"You Look Happy"
Last week, two of my friends separately said to me; “you look happy”, and they were compliments I didn’t realise I needed until I received them. Firstly, this is not a blog about people putting on a brave face and appearing happy on the outside and feeling miserable on the inside. I genuinely am happy and it was the recognition of this fact by my friends which meant so much to me. I suppose in order for this to make sense, you’re going to need a little background. And so begins a blog entirely about me.
I’ve been living in Cambodia for almost three years now and for two of those years I shared an apartment with someone who became my closest friend. We simultaneously did everything together and had healthily separate social lives, if that is even possible. When she announced that she was returning to the United States to go to Grad School, I knew my life would change irreparably once she had left. It was this knowledge that made me begin to think about what I wanted to do next and how I needed to change my life in order to continue living happily in Cambodia.
As an expat, I am more than used to friends coming and going from my life. But this one was different and I knew I was not going to be able to simply replace my outgoing flatmate with another and continue on my way. In fact, our apartment was one of the main problems. I knew I didn’t want to continue living there without my friend. Over the past year, long before my abandonment loomed, I had been contemplating moving to the sleepy riverside town of Kampot, about three hours from Phnom Penh, Cambodia’s capital. Not only is this a beautiful place, surrounded by stunning countryside and the town filled with amazing restaurants filled with other nature-loving expats, but my charity also works closely with a school down here. It seemed like too good an opportunity to miss. And so, I didn’t miss it.
Less than a week after I said a tearful goodbye to my friend at the airport, I was trundling down the road, two rattan chairs and a bookshelf strapped to the roof of the school van I’d borrowed for the day, heading to my new home. House, in fact. Turns out money goes much further when you live in the provinces. It took a few days for me to unpack, for my cat to stop hiding behind the bed and for my computer to be set up in my new ‘office’ (otherwise known as the spare bedroom). It was a new start. New house; new community; new lifestyle (slow and laid back). I even acquired a new skill; how to ride a motorbike, something I had avidly avoided doing for the past three years and yet now I’m zipping around all over town.

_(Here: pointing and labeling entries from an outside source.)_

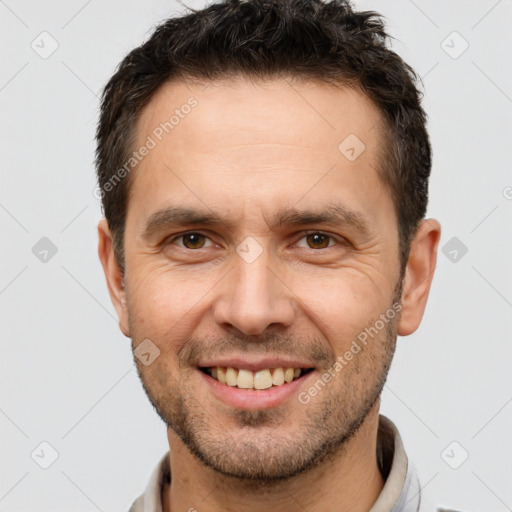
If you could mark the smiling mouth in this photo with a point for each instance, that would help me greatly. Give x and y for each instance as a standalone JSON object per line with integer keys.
{"x": 260, "y": 380}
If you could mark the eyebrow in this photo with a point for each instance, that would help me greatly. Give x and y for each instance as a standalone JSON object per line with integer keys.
{"x": 332, "y": 214}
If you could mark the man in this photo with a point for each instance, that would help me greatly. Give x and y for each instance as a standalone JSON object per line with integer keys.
{"x": 264, "y": 172}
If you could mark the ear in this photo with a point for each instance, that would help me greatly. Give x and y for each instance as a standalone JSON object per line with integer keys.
{"x": 113, "y": 275}
{"x": 418, "y": 276}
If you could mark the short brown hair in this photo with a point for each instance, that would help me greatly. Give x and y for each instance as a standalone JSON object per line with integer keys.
{"x": 325, "y": 41}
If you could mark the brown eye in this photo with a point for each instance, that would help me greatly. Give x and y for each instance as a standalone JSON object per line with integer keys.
{"x": 193, "y": 240}
{"x": 318, "y": 240}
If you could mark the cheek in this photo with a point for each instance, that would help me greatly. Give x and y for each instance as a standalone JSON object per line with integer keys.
{"x": 164, "y": 302}
{"x": 341, "y": 302}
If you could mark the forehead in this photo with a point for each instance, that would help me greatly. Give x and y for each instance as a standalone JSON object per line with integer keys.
{"x": 247, "y": 143}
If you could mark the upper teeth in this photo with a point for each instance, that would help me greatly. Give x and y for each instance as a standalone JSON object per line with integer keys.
{"x": 262, "y": 379}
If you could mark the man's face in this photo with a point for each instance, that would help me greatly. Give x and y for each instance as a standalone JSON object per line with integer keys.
{"x": 254, "y": 290}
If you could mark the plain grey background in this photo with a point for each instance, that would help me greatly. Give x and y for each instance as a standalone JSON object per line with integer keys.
{"x": 67, "y": 375}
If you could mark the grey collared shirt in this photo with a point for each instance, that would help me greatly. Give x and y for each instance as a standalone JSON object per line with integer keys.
{"x": 401, "y": 492}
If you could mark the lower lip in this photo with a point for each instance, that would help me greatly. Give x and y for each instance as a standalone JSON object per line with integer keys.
{"x": 255, "y": 398}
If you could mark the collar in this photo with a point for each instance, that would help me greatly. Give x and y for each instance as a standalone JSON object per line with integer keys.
{"x": 401, "y": 491}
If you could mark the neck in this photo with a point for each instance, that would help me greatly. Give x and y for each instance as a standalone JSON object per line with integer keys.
{"x": 348, "y": 482}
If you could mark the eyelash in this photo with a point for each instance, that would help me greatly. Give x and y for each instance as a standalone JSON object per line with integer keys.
{"x": 340, "y": 240}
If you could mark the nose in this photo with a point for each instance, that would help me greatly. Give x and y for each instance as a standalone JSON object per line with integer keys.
{"x": 254, "y": 298}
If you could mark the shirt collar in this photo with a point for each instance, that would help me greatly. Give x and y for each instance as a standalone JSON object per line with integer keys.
{"x": 401, "y": 491}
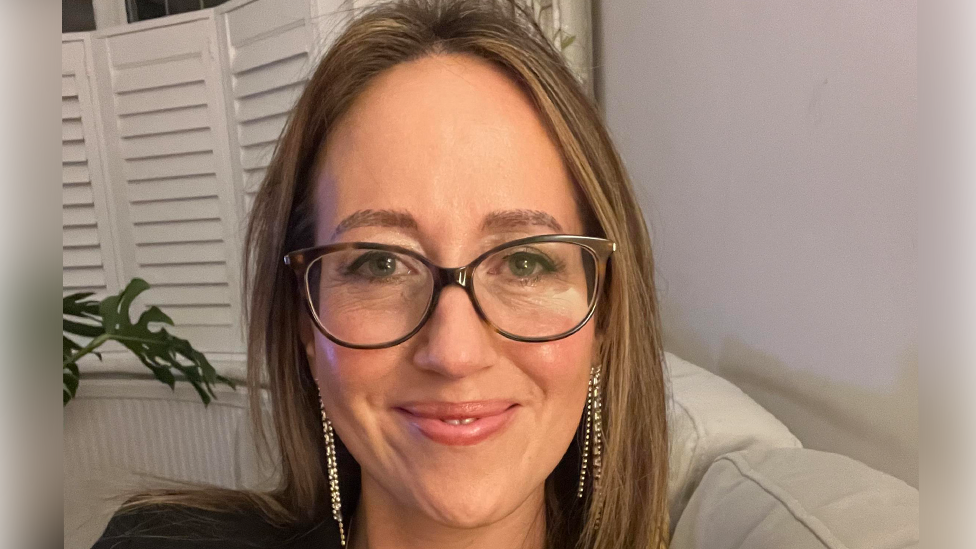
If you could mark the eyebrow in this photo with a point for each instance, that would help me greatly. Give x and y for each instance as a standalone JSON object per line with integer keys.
{"x": 497, "y": 221}
{"x": 395, "y": 219}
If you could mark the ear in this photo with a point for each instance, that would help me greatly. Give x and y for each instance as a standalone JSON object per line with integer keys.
{"x": 599, "y": 339}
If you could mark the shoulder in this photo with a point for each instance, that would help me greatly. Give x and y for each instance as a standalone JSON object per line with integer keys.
{"x": 173, "y": 526}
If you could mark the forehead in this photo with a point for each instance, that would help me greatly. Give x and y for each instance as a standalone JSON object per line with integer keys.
{"x": 448, "y": 139}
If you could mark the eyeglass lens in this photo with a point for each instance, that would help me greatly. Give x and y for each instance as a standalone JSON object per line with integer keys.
{"x": 373, "y": 297}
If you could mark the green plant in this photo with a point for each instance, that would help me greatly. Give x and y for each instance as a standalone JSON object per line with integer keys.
{"x": 98, "y": 322}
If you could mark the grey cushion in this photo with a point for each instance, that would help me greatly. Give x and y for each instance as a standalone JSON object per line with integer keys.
{"x": 798, "y": 499}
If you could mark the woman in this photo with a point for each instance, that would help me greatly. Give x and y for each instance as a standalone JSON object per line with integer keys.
{"x": 516, "y": 401}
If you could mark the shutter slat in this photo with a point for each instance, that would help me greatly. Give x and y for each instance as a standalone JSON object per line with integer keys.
{"x": 189, "y": 118}
{"x": 185, "y": 274}
{"x": 256, "y": 156}
{"x": 279, "y": 101}
{"x": 72, "y": 130}
{"x": 75, "y": 173}
{"x": 191, "y": 186}
{"x": 183, "y": 95}
{"x": 79, "y": 236}
{"x": 77, "y": 195}
{"x": 149, "y": 146}
{"x": 158, "y": 75}
{"x": 70, "y": 109}
{"x": 282, "y": 72}
{"x": 73, "y": 151}
{"x": 182, "y": 39}
{"x": 187, "y": 252}
{"x": 181, "y": 231}
{"x": 264, "y": 130}
{"x": 80, "y": 277}
{"x": 288, "y": 43}
{"x": 208, "y": 294}
{"x": 82, "y": 257}
{"x": 83, "y": 216}
{"x": 170, "y": 166}
{"x": 253, "y": 179}
{"x": 253, "y": 19}
{"x": 183, "y": 210}
{"x": 203, "y": 315}
{"x": 68, "y": 86}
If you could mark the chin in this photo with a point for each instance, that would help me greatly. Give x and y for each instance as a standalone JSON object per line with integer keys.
{"x": 465, "y": 504}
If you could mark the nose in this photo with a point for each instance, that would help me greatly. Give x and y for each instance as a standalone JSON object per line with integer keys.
{"x": 455, "y": 342}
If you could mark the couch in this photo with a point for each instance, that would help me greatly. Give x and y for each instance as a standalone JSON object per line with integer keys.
{"x": 739, "y": 479}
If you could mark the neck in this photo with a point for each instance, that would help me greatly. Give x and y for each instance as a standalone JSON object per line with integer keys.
{"x": 380, "y": 522}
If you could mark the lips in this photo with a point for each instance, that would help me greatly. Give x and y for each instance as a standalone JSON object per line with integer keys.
{"x": 458, "y": 423}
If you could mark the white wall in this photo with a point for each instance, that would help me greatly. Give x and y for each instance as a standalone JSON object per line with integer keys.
{"x": 773, "y": 145}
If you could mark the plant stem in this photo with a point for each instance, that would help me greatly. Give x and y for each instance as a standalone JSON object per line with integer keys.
{"x": 98, "y": 341}
{"x": 92, "y": 345}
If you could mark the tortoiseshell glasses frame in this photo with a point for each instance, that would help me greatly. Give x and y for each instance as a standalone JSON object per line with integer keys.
{"x": 599, "y": 248}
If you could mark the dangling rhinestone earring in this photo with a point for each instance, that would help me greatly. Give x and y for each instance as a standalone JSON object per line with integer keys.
{"x": 332, "y": 464}
{"x": 593, "y": 432}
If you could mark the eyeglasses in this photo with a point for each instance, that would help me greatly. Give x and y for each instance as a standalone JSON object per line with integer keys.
{"x": 365, "y": 295}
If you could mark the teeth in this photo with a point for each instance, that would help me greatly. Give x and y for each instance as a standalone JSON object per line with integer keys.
{"x": 464, "y": 421}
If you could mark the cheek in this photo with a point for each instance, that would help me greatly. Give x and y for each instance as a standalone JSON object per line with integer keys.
{"x": 350, "y": 377}
{"x": 557, "y": 363}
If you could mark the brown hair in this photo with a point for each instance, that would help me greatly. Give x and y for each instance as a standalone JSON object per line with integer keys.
{"x": 628, "y": 508}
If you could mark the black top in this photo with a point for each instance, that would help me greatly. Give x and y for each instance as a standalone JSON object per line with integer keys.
{"x": 173, "y": 527}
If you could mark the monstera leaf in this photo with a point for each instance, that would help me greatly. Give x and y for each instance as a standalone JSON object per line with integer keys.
{"x": 95, "y": 323}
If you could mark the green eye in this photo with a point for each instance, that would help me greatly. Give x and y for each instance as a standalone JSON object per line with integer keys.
{"x": 522, "y": 264}
{"x": 374, "y": 265}
{"x": 381, "y": 265}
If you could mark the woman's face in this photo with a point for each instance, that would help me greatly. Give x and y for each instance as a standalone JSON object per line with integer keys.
{"x": 456, "y": 151}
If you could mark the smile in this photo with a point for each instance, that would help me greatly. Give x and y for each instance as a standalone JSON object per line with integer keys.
{"x": 458, "y": 424}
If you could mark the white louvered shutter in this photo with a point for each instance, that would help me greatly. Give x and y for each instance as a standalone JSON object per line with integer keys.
{"x": 166, "y": 136}
{"x": 88, "y": 254}
{"x": 267, "y": 51}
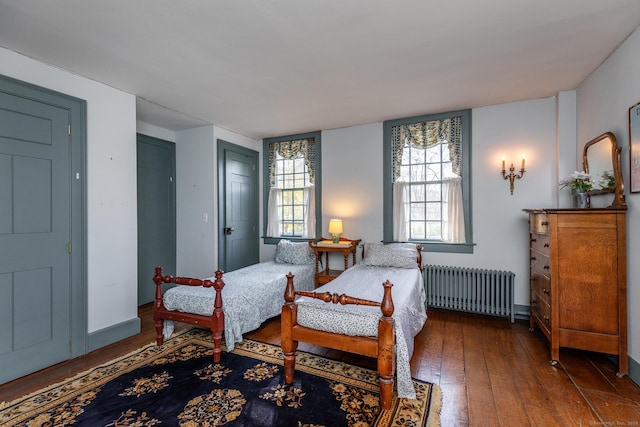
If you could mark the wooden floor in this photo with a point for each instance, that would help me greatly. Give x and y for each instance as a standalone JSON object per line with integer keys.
{"x": 492, "y": 373}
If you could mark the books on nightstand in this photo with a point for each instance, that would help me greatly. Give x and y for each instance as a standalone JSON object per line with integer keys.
{"x": 330, "y": 244}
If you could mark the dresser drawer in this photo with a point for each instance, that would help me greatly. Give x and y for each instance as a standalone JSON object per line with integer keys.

Kampot is a popular place for expats and locals alike to spend the weekend. I found myself down here once a month before I moved so it didn’t surprise me that during my first week in town I received messages from three separate friend groups informing me they’d be down that weekend. When I first announced that I was moving to Kampot and living alone, people looked at me like I was mad. “Isn’t it too quiet?” “Won’t you get lonely?” “It’s so boring out of the city. What will you do?” And yet, the lifestyle I now have is perfect for me.
I write for a living. I spend eight to ten hours a day in front of my computer screen, occasionally taking my laptop out to a riverside restaurant or (like today) a spa so I can enjoy newly painted toenails while I type this for you. It’s a tough life, I know. So my weekdays are packed with words and thinking and research, with quiet evenings reserved for solitary reading or watching TV with only my cat for company. And then the weekend comes and people from Phnom Penh descend, all spewing their jealousies about how I get to live in Kampot all the time while they’re just visiting for the night. Because who wouldn’t want to live with this on your doorstep?
It was last weekend, when a large group of Khmer friends came down to Kampot when, individually, two of them commented on how happy I looked. “You look happy” they said. The last time they had seen me I was still moping around about my friend leaving. And don’t get me wrong; I’m still sad about that. But this change, the move, it was exactly what I needed. It’s a fresh start, a new beginning, in one of the most beautiful places I’ve ever had the good fortune to visit. And now I’m not just visiting, I’m living here and finally getting back to being surrounded by nature, just as I was in England all my childhood. I’m happy here. It’s new and it’s different and it is going to take some time to make friends. But that’s ok. Because until that time, I have my cat and my books and I’m living in my favourite place in the world. Of course, I’m happy.